U.S. must prod Iraqi process

? In order to stop running Iraq, the United States needs to hand over power to a legitimate Iraqi government.

But guess what? The Iraqi political process is at a standstill. And it shows little sign of moving forward anytime soon.

U.S. occupation czar Paul Bremer hoped Iraqis could write a constitution by mid- to late 2004 and hold national elections soon after. The interim Iraqi Governing Council (GC) displays little interest in cooperating with that schedule.

The GC’s paralysis is not only bad for George Bush’s election campaign but also a disaster for Iraqis. They need to see a timeline for the end of occupation. This would undercut the widespread belief that Americans are encouraging chaos as an excuse to stay and control Iraqi oil.

Instead, GC members have been globetrotting and avoiding difficult political decisions. In my three weeks in Iraq, only five to seven of 25 members showed up at weekly meetings.

As the GC’s reputation plummets, the frustration of those who care about Iraq’s future is evident.

“Everything is waiting on the constitution, including stability and the end of occupation,” says Fuad Masoum, the Kurdish jurist heading the preparatory committee for the constitutional assembly. “These trips abroad are not more important than this.”

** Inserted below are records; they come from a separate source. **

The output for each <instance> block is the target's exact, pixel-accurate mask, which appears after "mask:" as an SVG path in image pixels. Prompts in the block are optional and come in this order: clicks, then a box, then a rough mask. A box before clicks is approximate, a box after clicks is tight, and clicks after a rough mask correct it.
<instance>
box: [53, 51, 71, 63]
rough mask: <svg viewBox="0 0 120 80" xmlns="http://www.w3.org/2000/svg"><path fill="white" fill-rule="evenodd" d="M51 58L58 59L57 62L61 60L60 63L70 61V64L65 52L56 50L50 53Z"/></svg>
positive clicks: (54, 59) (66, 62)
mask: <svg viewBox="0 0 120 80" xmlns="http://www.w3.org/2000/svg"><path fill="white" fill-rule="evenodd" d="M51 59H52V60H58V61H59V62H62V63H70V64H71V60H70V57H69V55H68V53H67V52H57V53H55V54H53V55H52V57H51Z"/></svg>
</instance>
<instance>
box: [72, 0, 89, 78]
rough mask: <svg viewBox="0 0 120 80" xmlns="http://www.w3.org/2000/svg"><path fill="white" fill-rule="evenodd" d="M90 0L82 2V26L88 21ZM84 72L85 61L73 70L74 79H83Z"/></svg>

Yet it’s not surprising that the council is frozen. To move the constitutional process, the council will have to make compromises as daunting as those made by our Founding Fathers, in circumstances much more grim.

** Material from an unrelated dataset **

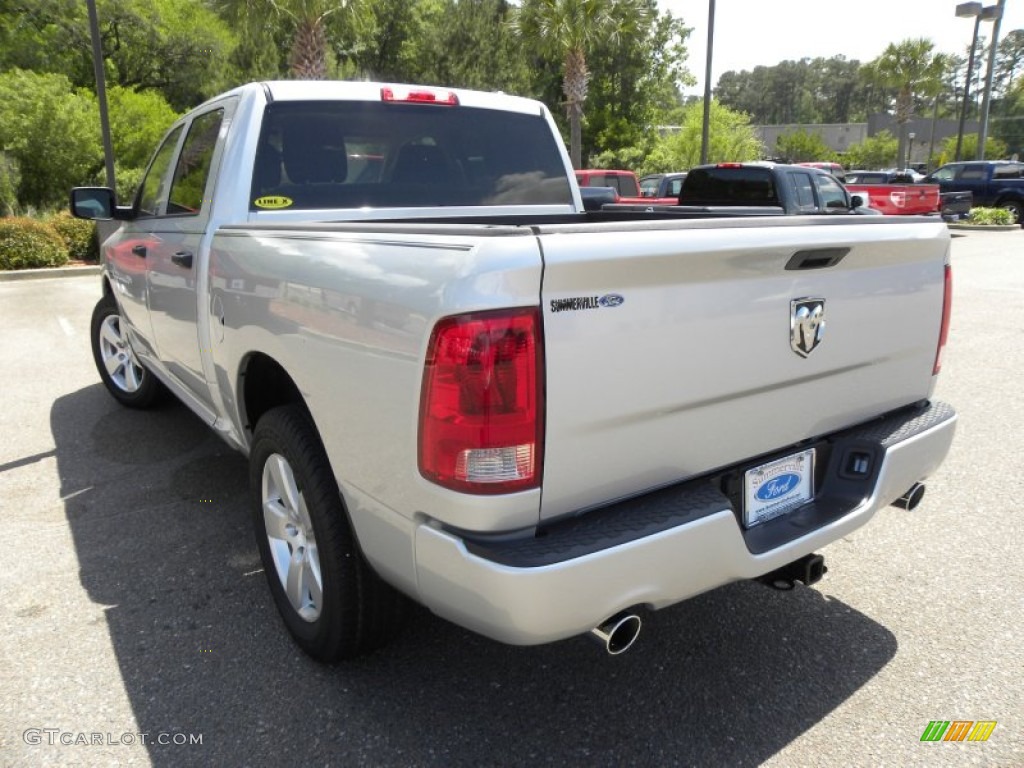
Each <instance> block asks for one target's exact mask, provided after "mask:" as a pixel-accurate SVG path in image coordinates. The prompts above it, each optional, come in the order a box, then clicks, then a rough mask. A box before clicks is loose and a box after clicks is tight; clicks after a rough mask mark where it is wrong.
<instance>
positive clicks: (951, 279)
mask: <svg viewBox="0 0 1024 768" xmlns="http://www.w3.org/2000/svg"><path fill="white" fill-rule="evenodd" d="M952 303H953V272H952V268H951V267H950V266H949V264H946V276H945V288H944V289H943V291H942V327H941V328H940V329H939V347H938V349H936V351H935V367H934V368H933V369H932V376H935V375H936V374H937V373H939V371H941V370H942V350H943V348H944V347H945V346H946V339H948V338H949V312H950V310H951V309H952Z"/></svg>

For starters, the council must decide whether a constitutional assembly will be chosen by selection or nationwide election.

Keep in mind that this is a country traumatized by years of dictatorship. Its people are deeply suspicious of U.S. intentions. The top Shiite religious leader, Ayatollah Ali Sistani, has issued a fatwa demanding the delegates be elected. One explanation of why he did so reveals the emotions aroused by occupation.

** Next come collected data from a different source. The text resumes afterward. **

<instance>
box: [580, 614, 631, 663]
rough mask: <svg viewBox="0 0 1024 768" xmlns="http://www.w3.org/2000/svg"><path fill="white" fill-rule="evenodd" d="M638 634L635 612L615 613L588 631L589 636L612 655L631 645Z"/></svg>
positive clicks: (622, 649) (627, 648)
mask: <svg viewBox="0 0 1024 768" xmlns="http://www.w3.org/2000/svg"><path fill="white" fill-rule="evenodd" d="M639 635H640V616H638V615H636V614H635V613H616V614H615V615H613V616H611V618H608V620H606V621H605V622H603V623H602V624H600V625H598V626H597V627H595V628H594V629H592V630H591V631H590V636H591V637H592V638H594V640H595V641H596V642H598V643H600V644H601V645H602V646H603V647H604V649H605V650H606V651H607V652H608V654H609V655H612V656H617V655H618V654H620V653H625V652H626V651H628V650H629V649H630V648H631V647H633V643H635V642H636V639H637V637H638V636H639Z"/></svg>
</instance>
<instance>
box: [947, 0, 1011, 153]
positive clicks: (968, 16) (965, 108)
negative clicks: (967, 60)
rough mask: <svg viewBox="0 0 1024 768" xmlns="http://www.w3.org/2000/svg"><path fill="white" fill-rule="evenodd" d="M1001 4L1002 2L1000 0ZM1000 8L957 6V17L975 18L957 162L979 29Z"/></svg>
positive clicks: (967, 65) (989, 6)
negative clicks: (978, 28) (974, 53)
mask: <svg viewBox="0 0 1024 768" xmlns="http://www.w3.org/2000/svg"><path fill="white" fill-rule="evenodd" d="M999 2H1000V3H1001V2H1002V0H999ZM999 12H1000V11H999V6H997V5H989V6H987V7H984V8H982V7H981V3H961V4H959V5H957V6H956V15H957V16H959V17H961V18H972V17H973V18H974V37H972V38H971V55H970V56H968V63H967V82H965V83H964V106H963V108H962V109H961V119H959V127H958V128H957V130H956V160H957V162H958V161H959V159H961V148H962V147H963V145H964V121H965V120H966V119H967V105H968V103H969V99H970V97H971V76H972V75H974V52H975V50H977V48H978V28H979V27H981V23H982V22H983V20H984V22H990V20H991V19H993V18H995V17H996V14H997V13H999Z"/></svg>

“In 1922, British specialists wrote the constitution for Iraq and there was fear this kind of thing might happen again,” Masoum told me. “There was a rumor that an American Jewish consultant had been sent here to write the constitution, so Sistani made this fatwa.” The reference was to New York University Law School professor Noah Feldman, who briefly advised Bremer on constitutional issues.

In fact, elections make sense for more rational reasons. They are probably the only way to ensure that the constitutional process has legitimacy. But the idea gives many council members the jitters. Kurds and Sunnis (and U.S. officials) fear elections will give religious Shiite Muslims the edge in drafting the document.

There is also the worry that organizing elections would be so time-consuming that the whole constitutional process would be delayed. A census would be needed to set up electoral rolls — an explosive undertaking in a country where each ethnic group claims to represent more people than is the case.

“It’s a doomed scenario to call for full elections for a constitutional assembly,” says Muhyi al-Khateeb, the hardworking secretary-general of the GC. “Who can afford to spend another two years in this mess? The Iraqi people need to see something in their hands.”

The compromise — backed by Bremer and the GC, and by Masoum — would select a body of elite Iraqis to decide their country’s fate. Religious and professional organizations in each of Iraq’s 18 provinces would convene an assembly of lawyers, imams, teachers and other notables. They, in turn, would pick delegates to the convention.

Would such a formula satisfy the ayatollah, or ordinary Iraqis? Not clear. This convention must make momentous decisions, such as what role Islam will play in the Iraqi state. It will also have to decide whether Kurds can have their own autonomous federal area. Many Iraqis fear such a division will split the country and want Kurds to accept federal states based on geographical, not ethnic lines.

There is no perfect way forward. Saddam’s depredations have left Iraq with no obvious leaders, no de Gaulle, no Mandela, no Attaturk. Ahmad Chalabi, the Pentagon’s choice, has garnered no support.

Either Bremer must squeeze the GC into a decision, or he must swallow hard and call elections to a constitutional assembly. Some shortcut process to a ballot, forgoing a census, would have to be found.

There is no more time for dithering. Iraqis have to embark on their political process. That is the first step toward getting U.S. troops home.


Trudy Rubin is a columnist and editorial board member for the Philadelphia Inquirer.